Elliott Management, the hedge fund founded by Wall Street billionaire Paul Singer, hit out at central bank rate-setters in an apocalyptic warning to clients as rate-setters bring the era of ultra-cheap money to an abrupt end.
The world economy faces an “extremely challenging” outlook and hyperinflation could result in “global societal collapse and civil or international strife”, the letter to clients said, the Financial Times reported. It said central banks have been “dishonest” in deflecting blame for the price surge from their prolonged use of ultra-loose monetary policy.
Elliott is one of the most influential hedge funds in the world and is feared in corporate boardrooms for its approach to investor activism.
Central banks are being forced into rapid interest rate rises to tackle inflation with the rate of price growth hitting double digits and a four-decade high in the UK.

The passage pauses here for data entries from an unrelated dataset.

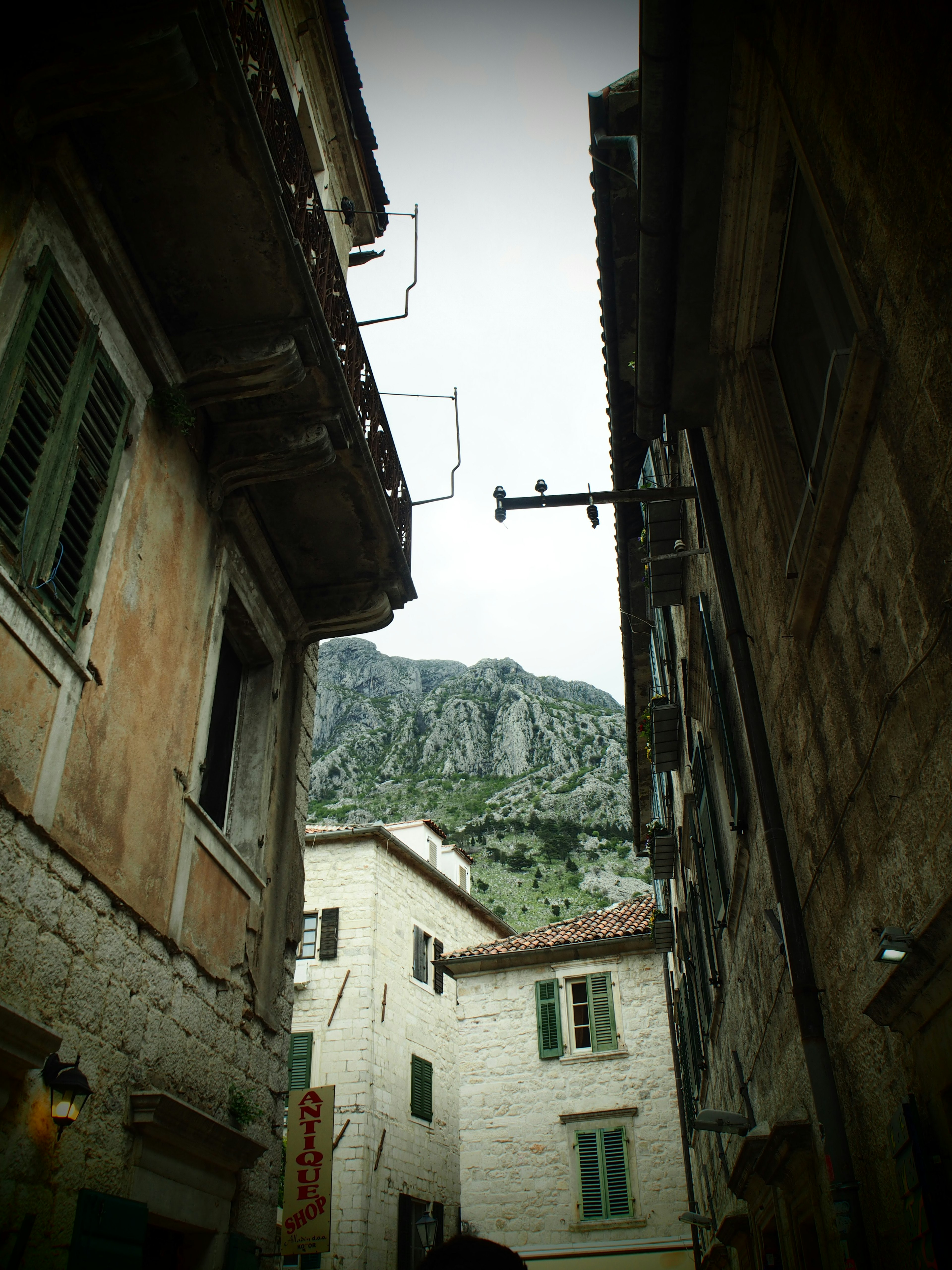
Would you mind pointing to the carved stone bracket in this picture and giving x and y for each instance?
(267, 450)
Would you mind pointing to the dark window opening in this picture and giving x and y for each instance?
(330, 920)
(220, 751)
(813, 332)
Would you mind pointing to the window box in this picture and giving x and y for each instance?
(666, 737)
(666, 577)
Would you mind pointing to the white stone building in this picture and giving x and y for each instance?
(375, 1018)
(570, 1146)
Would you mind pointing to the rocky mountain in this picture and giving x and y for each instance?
(527, 773)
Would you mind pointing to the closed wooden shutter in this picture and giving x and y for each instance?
(602, 1012)
(590, 1176)
(615, 1155)
(330, 919)
(549, 1023)
(108, 1231)
(437, 971)
(96, 463)
(421, 1088)
(300, 1061)
(41, 385)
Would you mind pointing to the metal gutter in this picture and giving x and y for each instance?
(581, 952)
(662, 55)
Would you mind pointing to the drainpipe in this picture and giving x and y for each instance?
(662, 45)
(685, 1141)
(829, 1109)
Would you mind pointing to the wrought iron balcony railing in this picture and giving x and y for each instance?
(267, 84)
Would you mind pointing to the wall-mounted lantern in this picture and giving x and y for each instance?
(69, 1090)
(427, 1230)
(894, 944)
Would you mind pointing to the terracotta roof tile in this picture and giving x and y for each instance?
(620, 921)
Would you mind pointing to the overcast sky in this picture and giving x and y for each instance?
(482, 117)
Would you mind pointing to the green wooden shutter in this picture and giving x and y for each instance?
(602, 1013)
(549, 1023)
(300, 1061)
(36, 381)
(590, 1176)
(615, 1157)
(421, 1088)
(97, 460)
(330, 925)
(107, 1231)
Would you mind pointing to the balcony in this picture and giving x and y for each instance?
(169, 141)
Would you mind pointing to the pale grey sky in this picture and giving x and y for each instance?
(482, 117)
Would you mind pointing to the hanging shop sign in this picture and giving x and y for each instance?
(308, 1172)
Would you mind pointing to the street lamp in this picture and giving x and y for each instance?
(69, 1090)
(427, 1230)
(894, 944)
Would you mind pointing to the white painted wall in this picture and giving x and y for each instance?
(517, 1159)
(381, 897)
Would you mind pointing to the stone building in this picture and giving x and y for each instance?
(568, 1108)
(376, 1018)
(197, 483)
(776, 328)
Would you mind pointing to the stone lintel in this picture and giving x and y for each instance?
(192, 1133)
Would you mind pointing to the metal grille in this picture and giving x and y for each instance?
(265, 77)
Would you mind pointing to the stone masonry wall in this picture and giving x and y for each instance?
(141, 1015)
(380, 900)
(516, 1156)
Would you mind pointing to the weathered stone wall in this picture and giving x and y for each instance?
(517, 1157)
(143, 1015)
(381, 898)
(869, 106)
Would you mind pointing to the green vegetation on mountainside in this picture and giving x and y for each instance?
(527, 774)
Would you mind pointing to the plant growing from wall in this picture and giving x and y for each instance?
(242, 1108)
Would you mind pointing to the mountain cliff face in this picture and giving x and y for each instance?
(526, 773)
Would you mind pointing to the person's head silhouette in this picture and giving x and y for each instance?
(468, 1253)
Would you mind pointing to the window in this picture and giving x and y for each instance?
(330, 919)
(309, 939)
(813, 333)
(592, 1014)
(605, 1191)
(421, 1088)
(549, 1023)
(63, 429)
(713, 863)
(422, 953)
(437, 970)
(300, 1061)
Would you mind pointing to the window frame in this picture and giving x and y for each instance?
(35, 557)
(596, 1046)
(596, 1137)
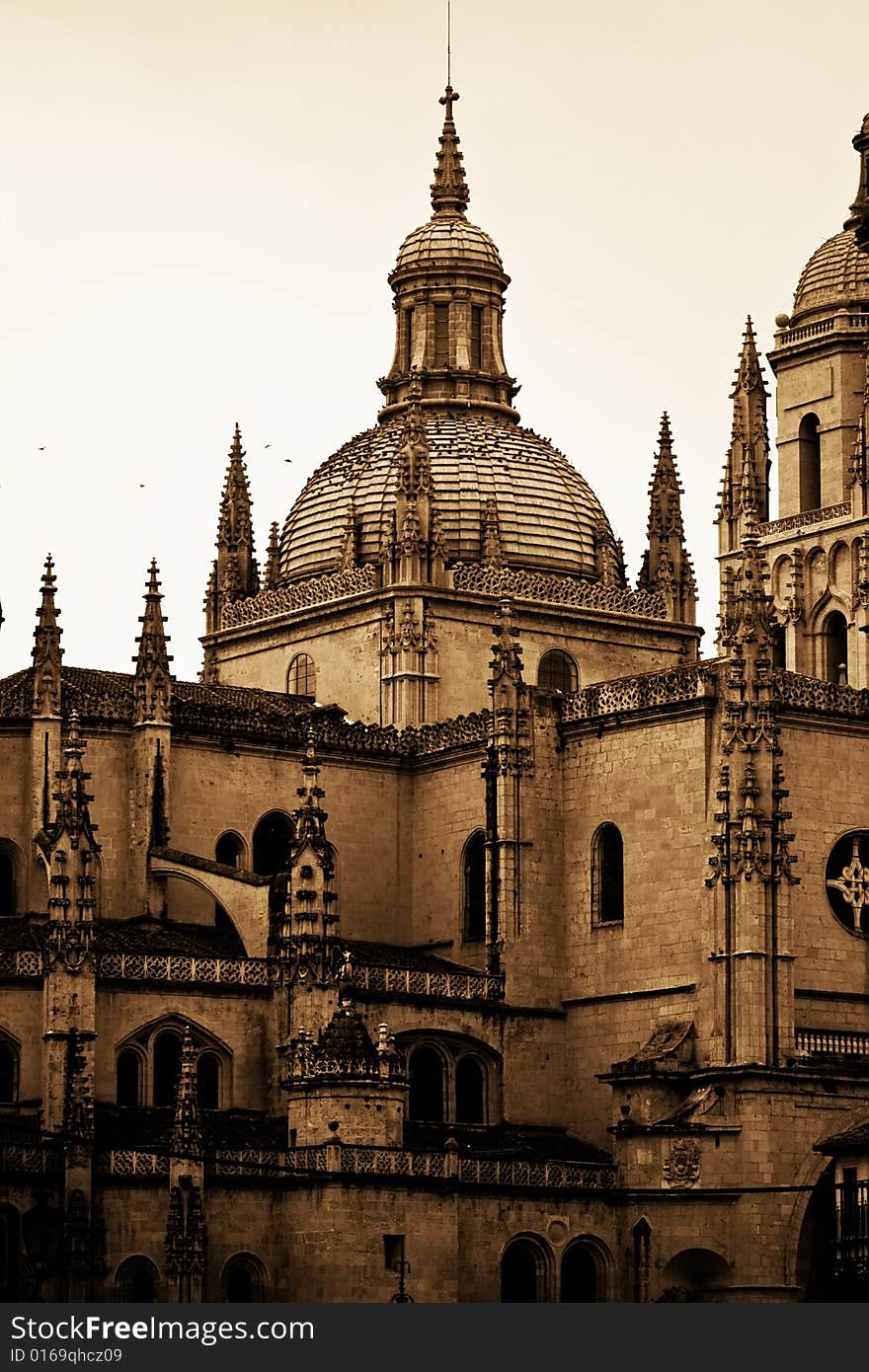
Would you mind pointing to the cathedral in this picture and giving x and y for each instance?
(463, 933)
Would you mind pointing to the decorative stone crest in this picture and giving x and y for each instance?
(681, 1168)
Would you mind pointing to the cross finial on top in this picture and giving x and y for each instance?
(449, 99)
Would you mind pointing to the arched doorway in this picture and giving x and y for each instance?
(521, 1272)
(272, 840)
(695, 1275)
(834, 647)
(580, 1275)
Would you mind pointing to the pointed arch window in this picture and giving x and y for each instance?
(523, 1272)
(302, 676)
(9, 1072)
(440, 348)
(428, 1086)
(129, 1077)
(580, 1275)
(607, 876)
(272, 840)
(470, 1091)
(243, 1279)
(809, 463)
(10, 1253)
(166, 1066)
(834, 634)
(148, 1066)
(474, 886)
(136, 1279)
(558, 672)
(207, 1080)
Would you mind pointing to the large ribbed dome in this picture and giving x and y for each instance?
(546, 512)
(834, 277)
(447, 240)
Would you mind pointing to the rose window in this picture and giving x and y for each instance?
(847, 882)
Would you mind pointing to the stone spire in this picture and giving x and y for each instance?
(666, 566)
(187, 1128)
(272, 563)
(449, 191)
(309, 815)
(447, 287)
(746, 477)
(235, 571)
(46, 651)
(858, 218)
(153, 683)
(73, 816)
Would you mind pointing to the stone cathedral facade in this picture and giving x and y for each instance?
(463, 933)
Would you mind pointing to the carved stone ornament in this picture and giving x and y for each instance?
(681, 1167)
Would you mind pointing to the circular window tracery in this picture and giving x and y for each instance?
(847, 881)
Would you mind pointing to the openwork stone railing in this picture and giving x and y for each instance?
(556, 590)
(15, 1157)
(832, 1043)
(356, 1160)
(802, 520)
(836, 324)
(819, 697)
(21, 966)
(650, 689)
(129, 1163)
(283, 600)
(581, 1176)
(224, 971)
(452, 985)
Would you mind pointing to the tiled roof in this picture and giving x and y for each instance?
(133, 936)
(850, 1140)
(504, 1140)
(150, 1128)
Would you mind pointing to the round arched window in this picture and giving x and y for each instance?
(847, 881)
(558, 672)
(302, 676)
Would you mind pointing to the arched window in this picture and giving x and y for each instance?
(607, 877)
(136, 1280)
(243, 1279)
(521, 1272)
(474, 886)
(158, 1048)
(10, 1253)
(834, 648)
(578, 1273)
(127, 1079)
(272, 840)
(207, 1080)
(9, 1072)
(7, 883)
(302, 676)
(470, 1091)
(428, 1095)
(229, 850)
(166, 1066)
(558, 672)
(809, 463)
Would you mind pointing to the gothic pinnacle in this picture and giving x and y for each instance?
(858, 218)
(46, 651)
(449, 191)
(153, 683)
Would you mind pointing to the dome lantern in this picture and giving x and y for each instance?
(449, 285)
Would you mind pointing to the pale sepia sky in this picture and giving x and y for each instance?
(202, 199)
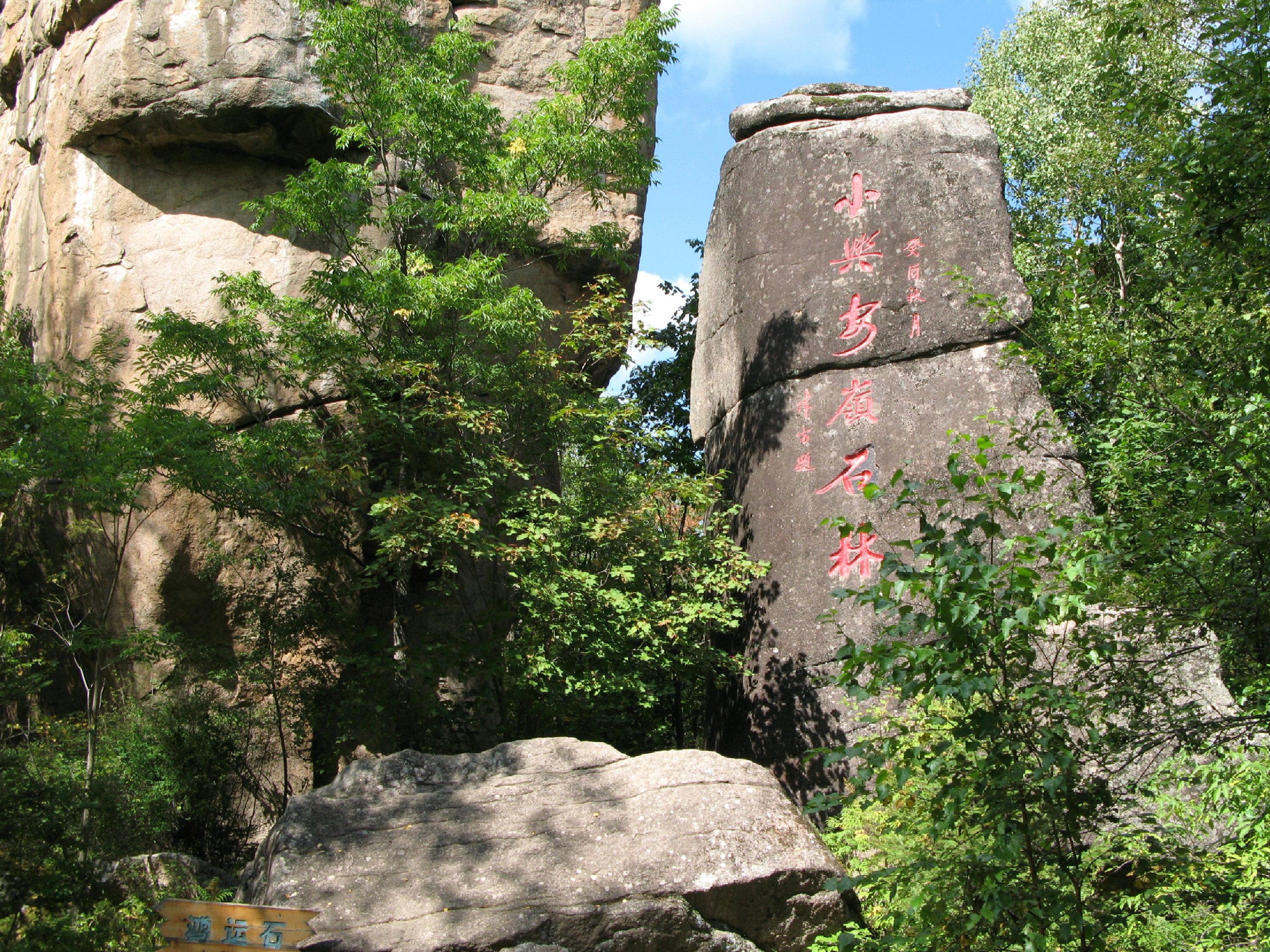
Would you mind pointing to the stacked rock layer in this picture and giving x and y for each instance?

The US Federal Reserve voted for its fourth consecutive 0.75 percentage point increase to its benchmark interest rate on Wednesday while the Bank of England followed with a 0.75 percentage point jump on Thursday, the eighth straight increase.
Stock markets have already suffered a tough year as the global economic outlook darkens and interest rates are pushed to levels last seen before the financial crisis. But Elliott believes that investors should brace for a “a seriously adverse unwind of the everything bubble” because of the number of “frightening and seriously negative possibilities”.
The “everything bubble” refers to the surge in a range of investments, including stocks, bonds and house prices, since the financial crisis after central banks left interest rates at rock bottom levels for years and cranked up the printing presses under quantitative easing.
Investors should not believe they have seen everything from previous financial crises, the letter warned. The sudden end to cheap money has “made possible a set of outcomes that would be at or beyond the boundaries of the entire post-WWII period”.
The S&P 500 – the benchmark US stock index – has plunged by 22pc this year and dropped a further 2.5pc on Wednesday after Fed chairman Jerome Powell signalled more rate increases are on the way. The FTSE 100 has been one of the world’s better performing stock indices but is still 5.6pc lower.